Wyatt was explaining to Doc that he would love his wife Urilla for the rest of his life even though she died nine years ago.
”That is your ghost life, Wyatt,” Doc told him, and closed his eyes again. “that is the life you might have had. This is the life you’ve got.”
Who was Wyatt Earp?
It made me think about how different life would have been for Holliday if his mother had lived longer. If he hadn’t developed tuberculosis. If he hadn’t met Kate who kept pushing him to chase money. If he hadn’t met Wyatt Earp. The threads that spread from any one of those events not happening could have led Doc to a better life, certainly a different life, that maybe didn’t end with him in his grave at 36. We all leave ghost lives behind us. We zag left instead of right and it is remarkable to think about how sometimes the smallest change can ripple so large leaving us baffled at how we ended up with this life instead of another. We can’t think about it too much though or we stop living. We become lungs that can’t breath.
Doc didn’t particularly like gambling. He just happened to be good at it and sometimes watching people throw a year of hard work or even sometimes a lifetime of hard work on the table all in play for the turn of card was hard for him to observe without some remorse. He understands the impulse.
”When the bet is placed,” he said, “a moment is carved away from the past and the future. In that enchanted moment, anything is possible. A man’s debts and regrets and limitations disappear. He is buyin’ the chance to imagine--for one moment at a time--that the next card I deal will make him rich.”
I enjoyed Mary Doria Russell’s writing style and her ability to take these real life characters that I felt I knew well and put more flesh on their bones. There is a mystery that sort of binds everything together involving the death of a mixed race boy named Johnnie Sanders. A book must have a plot, but really it was secondary or only a means for us to see Doc and Kate and Morgan and Wyatt interact. Kate is certainly more than just a girlfriend or a friend with benefits or a harpy or a prostitute.
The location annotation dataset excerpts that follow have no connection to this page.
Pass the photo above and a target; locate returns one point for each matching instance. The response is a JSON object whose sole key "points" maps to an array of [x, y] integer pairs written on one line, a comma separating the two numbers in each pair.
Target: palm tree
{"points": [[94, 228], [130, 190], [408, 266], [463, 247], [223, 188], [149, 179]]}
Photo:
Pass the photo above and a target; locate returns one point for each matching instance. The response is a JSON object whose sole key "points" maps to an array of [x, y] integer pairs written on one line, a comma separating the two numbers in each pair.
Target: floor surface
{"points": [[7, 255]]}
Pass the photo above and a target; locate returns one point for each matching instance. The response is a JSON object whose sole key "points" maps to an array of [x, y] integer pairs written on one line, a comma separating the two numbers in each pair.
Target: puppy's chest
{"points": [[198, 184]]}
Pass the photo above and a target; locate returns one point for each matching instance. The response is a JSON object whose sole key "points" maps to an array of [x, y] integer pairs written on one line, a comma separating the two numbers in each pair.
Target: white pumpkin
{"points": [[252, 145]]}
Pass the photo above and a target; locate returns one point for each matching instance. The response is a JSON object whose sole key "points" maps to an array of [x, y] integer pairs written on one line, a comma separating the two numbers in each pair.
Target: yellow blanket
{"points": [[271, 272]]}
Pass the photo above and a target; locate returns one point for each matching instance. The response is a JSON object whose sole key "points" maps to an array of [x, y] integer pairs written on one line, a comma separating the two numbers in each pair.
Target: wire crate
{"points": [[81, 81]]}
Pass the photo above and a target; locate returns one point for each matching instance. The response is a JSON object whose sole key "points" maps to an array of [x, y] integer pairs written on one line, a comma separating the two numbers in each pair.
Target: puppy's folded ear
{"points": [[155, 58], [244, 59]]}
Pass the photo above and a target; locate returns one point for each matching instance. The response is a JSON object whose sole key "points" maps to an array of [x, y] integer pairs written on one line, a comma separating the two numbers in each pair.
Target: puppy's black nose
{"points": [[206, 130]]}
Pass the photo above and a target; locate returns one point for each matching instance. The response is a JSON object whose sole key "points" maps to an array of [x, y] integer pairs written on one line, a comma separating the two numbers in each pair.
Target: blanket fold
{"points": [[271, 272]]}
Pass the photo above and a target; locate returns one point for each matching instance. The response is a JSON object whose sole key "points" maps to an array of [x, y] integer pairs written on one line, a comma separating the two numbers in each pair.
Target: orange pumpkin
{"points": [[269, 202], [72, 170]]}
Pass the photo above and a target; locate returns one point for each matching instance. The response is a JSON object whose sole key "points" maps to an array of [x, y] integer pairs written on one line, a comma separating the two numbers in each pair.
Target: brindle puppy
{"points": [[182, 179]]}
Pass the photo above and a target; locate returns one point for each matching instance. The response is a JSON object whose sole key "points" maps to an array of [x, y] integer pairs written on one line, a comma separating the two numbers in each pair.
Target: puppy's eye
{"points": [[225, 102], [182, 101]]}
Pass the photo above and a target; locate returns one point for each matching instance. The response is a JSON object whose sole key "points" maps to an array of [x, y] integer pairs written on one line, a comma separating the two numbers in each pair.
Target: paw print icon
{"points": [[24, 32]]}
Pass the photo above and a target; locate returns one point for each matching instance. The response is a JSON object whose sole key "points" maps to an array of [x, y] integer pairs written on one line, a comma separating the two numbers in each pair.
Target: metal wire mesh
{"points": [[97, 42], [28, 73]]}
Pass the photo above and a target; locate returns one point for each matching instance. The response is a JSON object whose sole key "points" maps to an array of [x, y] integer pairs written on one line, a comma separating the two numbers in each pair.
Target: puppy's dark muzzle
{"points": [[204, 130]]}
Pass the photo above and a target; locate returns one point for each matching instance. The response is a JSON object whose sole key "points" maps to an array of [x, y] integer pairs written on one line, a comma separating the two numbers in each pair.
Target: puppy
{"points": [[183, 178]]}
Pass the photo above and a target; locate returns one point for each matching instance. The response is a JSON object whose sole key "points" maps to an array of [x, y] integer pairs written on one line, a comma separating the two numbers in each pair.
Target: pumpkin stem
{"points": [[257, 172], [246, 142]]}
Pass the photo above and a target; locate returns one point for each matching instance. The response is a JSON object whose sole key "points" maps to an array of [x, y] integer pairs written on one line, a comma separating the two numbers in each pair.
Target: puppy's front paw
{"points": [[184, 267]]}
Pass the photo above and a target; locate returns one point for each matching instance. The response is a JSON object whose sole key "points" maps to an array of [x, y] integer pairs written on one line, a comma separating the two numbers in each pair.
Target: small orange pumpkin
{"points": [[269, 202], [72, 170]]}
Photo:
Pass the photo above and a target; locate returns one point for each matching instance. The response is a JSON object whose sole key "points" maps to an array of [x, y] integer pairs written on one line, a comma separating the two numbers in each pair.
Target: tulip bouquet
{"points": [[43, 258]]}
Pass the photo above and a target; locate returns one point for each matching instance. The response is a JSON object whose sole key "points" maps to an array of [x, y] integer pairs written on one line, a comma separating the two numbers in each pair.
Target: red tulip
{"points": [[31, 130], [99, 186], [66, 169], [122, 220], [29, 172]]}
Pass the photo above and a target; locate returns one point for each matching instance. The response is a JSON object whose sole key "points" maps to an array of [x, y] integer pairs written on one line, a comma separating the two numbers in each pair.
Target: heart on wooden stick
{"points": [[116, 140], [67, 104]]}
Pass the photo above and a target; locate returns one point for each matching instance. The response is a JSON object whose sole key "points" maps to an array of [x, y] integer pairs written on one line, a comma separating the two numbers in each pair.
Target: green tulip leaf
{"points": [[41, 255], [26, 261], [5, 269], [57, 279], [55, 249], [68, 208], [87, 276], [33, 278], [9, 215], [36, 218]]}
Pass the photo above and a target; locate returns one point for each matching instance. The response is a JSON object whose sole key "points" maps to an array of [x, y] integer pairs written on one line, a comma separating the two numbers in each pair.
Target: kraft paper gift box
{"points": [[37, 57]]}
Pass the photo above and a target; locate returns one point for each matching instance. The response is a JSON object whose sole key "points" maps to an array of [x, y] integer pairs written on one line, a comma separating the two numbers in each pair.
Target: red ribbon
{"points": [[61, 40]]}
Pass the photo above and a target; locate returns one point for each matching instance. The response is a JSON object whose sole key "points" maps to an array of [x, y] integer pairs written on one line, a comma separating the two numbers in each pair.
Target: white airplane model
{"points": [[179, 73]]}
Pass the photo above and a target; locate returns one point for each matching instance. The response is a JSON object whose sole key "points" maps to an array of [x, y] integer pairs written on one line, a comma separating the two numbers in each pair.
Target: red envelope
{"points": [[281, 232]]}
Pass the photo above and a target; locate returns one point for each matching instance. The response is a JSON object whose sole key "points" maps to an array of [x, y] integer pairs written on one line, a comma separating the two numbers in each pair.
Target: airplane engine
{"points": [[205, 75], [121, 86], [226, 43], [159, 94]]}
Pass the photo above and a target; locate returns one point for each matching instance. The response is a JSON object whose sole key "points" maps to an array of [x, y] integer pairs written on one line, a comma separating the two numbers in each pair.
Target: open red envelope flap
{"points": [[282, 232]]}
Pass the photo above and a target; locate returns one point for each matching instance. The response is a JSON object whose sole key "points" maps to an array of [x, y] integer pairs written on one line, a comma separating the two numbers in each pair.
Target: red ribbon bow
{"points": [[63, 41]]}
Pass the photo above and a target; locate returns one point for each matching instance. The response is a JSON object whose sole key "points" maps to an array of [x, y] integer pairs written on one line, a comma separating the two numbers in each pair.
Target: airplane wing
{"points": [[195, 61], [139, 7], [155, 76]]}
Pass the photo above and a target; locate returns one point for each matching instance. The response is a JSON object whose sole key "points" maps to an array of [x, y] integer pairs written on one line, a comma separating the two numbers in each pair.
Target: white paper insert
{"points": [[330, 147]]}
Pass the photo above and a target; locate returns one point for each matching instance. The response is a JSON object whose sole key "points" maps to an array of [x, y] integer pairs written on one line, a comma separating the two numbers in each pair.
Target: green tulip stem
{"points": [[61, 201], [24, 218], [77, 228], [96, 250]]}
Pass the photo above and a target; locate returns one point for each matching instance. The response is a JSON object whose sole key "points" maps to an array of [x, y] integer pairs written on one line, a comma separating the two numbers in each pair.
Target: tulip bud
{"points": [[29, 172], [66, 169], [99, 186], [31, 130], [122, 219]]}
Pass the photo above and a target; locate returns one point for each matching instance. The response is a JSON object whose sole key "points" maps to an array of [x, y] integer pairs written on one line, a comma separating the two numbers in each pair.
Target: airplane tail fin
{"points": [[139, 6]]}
Russell presents her in a more sympathetic light than I’ve ever experienced by showing why Doc was with her and the benefits she brought to the relationship. Wyatt Earp is also more well rounded with his weaknesses and his strengths weighed in equal measure. Morgan is shown to be the communicator between his family and the rest of the world. He likes people and Doc is actually better friends with him than he is with Wyatt.
Like a lot of people my favorite version of Doc is the Val Kilmer portrayal in the movie Tombstone but Russel’s depiction of the man strips away the legend and lets us see the man as so very human. You will enjoy his candor and his intelligence and his kindness and his stubbornness to continue living. You will wish that you could spend a day in Dodge City with Doc Holliday, hopefully on one of his better days, and play a few hands of cards with him. If you do figure out how to go back in time just make sure you lose because there will be no doubt he will need the money more than you do.